Derrière le drame des incendies, il y a d’abord un territoire qui s’est lentement désaccordé. Les zones humides ont reculé de 50% en 30 ans, comme si l’eau elle-même avait été sommée de disparaître du paysage, de quitter un pays qui lui doit tout. Les arbres, éprouvés par les sécheresses répétées, les parasites, les maladies, ne jouent plus vraiment leur rôle de protection ni de puits de carbone. Les champs se ferment quand la déprise agricole s’installe, les friches gagnent, les paysages se simplifient, et le feu trouve alors des continuités qu’il n’avait pas auparavant, des facilités d’avancées nouvelles, perfides, et pourtant si prévisibles. Les campagnes, elles aussi, se vident par endroits, et avec les habitants s’effacent des gestes d’entretien, de vigilance, de présence, de vérité, de réalité. Tout cela ne fait pas une cause unique, certes. Cela fait une fragilité accumulée.

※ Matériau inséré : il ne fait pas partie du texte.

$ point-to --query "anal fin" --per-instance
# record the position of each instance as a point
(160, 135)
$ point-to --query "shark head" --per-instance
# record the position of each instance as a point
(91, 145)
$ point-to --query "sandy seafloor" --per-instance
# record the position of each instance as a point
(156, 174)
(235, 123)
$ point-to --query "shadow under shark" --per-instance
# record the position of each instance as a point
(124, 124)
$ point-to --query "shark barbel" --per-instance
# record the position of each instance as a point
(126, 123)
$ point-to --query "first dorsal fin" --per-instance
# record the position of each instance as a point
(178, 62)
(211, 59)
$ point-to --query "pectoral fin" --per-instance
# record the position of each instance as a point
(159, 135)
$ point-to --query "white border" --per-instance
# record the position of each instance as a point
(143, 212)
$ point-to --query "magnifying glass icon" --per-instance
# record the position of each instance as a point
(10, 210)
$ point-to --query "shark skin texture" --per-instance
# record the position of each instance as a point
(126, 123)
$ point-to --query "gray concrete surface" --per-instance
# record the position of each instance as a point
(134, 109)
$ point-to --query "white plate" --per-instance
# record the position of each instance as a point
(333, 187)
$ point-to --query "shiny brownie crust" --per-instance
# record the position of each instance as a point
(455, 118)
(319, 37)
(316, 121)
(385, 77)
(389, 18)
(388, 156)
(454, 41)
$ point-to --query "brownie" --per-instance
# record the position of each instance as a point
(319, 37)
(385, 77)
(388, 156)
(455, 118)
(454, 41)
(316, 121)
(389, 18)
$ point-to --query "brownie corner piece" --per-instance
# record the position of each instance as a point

La forêt, elle-même, nous demande d’abandonner les idées trop simples. Plus de surface boisée ne veut pas dire plus de résilience. Une forêt plantée à marche forcée, peuplée d’arbres identiques, dans le cadre du plan en cours du président de la République, alignés comme dans une logique industrielle, n’est pas une forêt sauvée. C’est parfois une forêt fragilisée à l’avance. La vraie forêt est diverse, mélangée, lente, vivante, parfois contradictoire, toujours plus intelligente que nos schémas trop rapides; elle est humide, elle est vivante. Jamais monotone. Elle a besoin de sols, d’eau, de temps, d’ombre, de diversité d’essences, et surtout d’être pensée comme un milieu à habiter avec précaution, non comme une usine à carbone.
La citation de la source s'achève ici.